On the other hand, “ok go” is a super common phrase. A better example would be one of the “Finders Keepers” stores suing the 2015 movie named “Finders Keepers” or suing Stephen King for his novel of that name.

Which is completely irrelevant to trademark law. Common words and phrases receive trademark protection all the time. As I said before, the primary purpose of trademarks is to protect consumers. It’s so that if you are buying Coca-Cola, you know that you are buying the specific brand of cola flavored soda manufactured by the Coca-Cola company, and not some knockoff. Pandora is the name of a character from ancient Greek mythology. It is also a brand name trademarked by both a jewelry company and a music streaming service. Now, why do they both get to have that trademarked? It’s not because the name already existed. It’s because there’s no chance of it creating confusion among consumers in the marketplace. There’s not a lot of crossover there, so if someone is buying Pandora jewelry, it’s extremely unlikely that they would think it had anything to do with the streaming service, and vice versa.

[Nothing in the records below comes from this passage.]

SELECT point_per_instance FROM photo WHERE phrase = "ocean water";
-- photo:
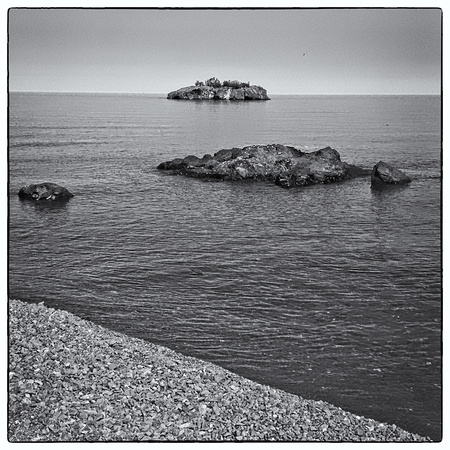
(331, 292)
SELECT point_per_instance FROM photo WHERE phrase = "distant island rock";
(285, 166)
(213, 89)
(44, 192)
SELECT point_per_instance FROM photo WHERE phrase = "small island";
(213, 89)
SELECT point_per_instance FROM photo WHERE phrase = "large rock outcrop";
(219, 93)
(44, 192)
(383, 174)
(285, 166)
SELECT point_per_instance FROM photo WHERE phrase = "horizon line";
(164, 93)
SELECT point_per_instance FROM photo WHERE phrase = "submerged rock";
(44, 192)
(285, 166)
(385, 174)
(219, 93)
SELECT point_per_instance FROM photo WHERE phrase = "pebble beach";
(71, 380)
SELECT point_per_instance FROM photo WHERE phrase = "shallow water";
(332, 292)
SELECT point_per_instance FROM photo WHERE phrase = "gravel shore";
(71, 380)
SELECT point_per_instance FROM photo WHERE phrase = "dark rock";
(44, 192)
(219, 93)
(385, 174)
(285, 166)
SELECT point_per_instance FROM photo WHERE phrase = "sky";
(287, 51)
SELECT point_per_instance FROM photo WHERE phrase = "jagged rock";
(385, 174)
(285, 166)
(44, 192)
(219, 93)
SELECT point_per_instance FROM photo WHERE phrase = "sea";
(330, 292)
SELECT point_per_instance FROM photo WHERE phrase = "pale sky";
(287, 51)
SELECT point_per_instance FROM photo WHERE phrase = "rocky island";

Now, based on what I just said, you might think, “Well there’s no chance someone is going to confuse a breakfast cereal with a rock band! So it’s ok, right?” It depends. Please note also that I said the band has a strong case, not a slam dunk. If Ok Go, the band, had only ever used their name in performing music and maybe selling concert t-shirts and other merchandise, then I would agree that they probably wouldn’t have a strong case here. But that’s not true. They have done cross-marketing promotional work using their band name on a wide variety of products, including breakfast cereal from Post. So an argument can be made that a consumer, on seeing this new Post cereal product called OkGo!, might reasonably think, “Oh, I guess that band is promoting another cereal. Man, that’s my favorite band. I’m gonna try this stuff!” Or, “Oh, I guess that band is promoting another cereal. What sellouts. I’m never listening to them again!” Either way, the band suffers harm. In the first case, they should be entitled to some share of that sale since their name helped sell the product. In the second case, their own brand value was harmed by the perceived association with the cereal.

Full disclaimer: I am not a lawyer, but I am a law student. This means that I know just enough to be dangerous, both to myself and others. Please don’t take anything I said to be anything close to legal advice.